6. En second lieu, si la requérante fait valoir que la délibération du jury académique du 15 juin 2018 serait entachée d’erreur manifeste d’appréciation, il ressort des pièces du dossier, d’une part que la spécificité du CETAD a été prise en compte lors de ses inspections, qu’elle a été suffisamment encadrée tout au long de son année de stage, tant dans la construction des enseignements que dans les apprentissages, qu’elle a bénéficié de tutorats et d’un accompagnement renforcé mais que la maitrise des contenus disciplinaires et leur didactique a été insuffisante. Enfin il est constant que la tutrice de Mme T., l’inspecteur de l’éducation nationale, le chef d’établissement et le directeur de l’ESPE, ont tous émis des avis défavorables à sa titularisation. Dans ces conditions, c’est sans commettre d’erreur manifeste d’appréciation, que le ministre de l’éducation nationale, de l’enseignement supérieur, de la recherche et de l’innovation a licencié Mme T..

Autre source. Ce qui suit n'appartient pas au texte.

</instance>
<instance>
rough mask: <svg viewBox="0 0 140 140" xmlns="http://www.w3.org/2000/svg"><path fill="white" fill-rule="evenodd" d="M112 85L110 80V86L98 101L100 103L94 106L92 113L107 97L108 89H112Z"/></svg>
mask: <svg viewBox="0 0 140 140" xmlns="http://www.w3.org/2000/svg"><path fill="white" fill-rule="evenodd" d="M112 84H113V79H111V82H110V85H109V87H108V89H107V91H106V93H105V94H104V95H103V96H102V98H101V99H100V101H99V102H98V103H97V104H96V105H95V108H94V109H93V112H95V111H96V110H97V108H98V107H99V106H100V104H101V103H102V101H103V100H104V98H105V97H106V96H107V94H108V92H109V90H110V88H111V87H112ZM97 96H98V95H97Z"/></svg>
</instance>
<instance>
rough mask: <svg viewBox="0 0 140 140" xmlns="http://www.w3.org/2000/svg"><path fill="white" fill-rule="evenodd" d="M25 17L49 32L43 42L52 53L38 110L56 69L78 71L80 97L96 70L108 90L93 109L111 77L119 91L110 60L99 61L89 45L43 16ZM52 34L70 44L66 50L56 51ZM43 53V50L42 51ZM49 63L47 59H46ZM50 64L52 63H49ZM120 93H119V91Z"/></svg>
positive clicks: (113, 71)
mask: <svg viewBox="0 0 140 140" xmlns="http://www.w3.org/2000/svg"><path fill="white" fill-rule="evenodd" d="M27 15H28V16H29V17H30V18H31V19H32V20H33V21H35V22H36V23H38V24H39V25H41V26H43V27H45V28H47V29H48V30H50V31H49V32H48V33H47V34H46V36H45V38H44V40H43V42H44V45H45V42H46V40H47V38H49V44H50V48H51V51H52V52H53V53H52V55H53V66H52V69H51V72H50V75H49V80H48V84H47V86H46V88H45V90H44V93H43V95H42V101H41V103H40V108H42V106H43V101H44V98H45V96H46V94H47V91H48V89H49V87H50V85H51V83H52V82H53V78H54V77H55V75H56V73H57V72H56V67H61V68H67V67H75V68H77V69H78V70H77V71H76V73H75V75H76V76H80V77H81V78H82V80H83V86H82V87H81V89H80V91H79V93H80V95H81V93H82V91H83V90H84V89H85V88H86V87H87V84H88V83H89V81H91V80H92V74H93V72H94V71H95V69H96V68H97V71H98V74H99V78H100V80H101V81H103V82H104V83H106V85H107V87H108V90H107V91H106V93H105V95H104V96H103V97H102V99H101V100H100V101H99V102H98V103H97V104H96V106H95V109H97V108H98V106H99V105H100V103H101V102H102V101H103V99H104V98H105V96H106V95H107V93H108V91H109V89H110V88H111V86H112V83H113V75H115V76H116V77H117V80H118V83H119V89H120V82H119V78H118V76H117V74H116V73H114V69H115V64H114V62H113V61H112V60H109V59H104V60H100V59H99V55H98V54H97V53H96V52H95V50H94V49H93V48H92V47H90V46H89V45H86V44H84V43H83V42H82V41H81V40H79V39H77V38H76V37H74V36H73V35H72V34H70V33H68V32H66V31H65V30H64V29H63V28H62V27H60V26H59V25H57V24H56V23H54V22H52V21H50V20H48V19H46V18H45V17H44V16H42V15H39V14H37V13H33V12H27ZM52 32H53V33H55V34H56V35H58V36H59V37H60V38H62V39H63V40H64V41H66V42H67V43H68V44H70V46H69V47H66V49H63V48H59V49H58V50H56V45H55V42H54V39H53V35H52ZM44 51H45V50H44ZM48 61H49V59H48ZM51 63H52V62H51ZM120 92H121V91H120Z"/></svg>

7. Il résulte de tout ce qui précède, que les requêtes de Mme T. doivent être rejetées, y compris ses conclusions à fin d’injonction.
Sur les frais liés au litige :
8. Les dispositions de l’article L. 761-1 du code de justice administrative font obstacle à ce que l’Etat, qui n’est pas la partie perdante dans les présentes instances, verse à Mme T. une somme sur ce fondement.
DECIDE :
Article 1er : Les requêtes n°1800279 et n°1800328 présentées par Mme T. sont rejetées.
Article 2 : Le présent jugement sera notifié à Mme T. et au haut- commissaire de la République en Polynésie française.
Délibéré après l'audience du 12 mars 2019, à laquelle siégeaient :
M. Tallec, président, Mme Meyer, première conseillère, Mme Zuccarello, première conseillère.
Lu en audience publique le 26 mars 2019.
La rapporteure, Le président,
La greffière,
D. Germain
La République mande et ordonne au haut-commissaire de la République en Polynésie française en ce qui le concerne ou à tous huissiers de justice à ce requis en ce qui concerne les voies de droit commun contre les parties privées, de pourvoir à l'exécution de la présente décision.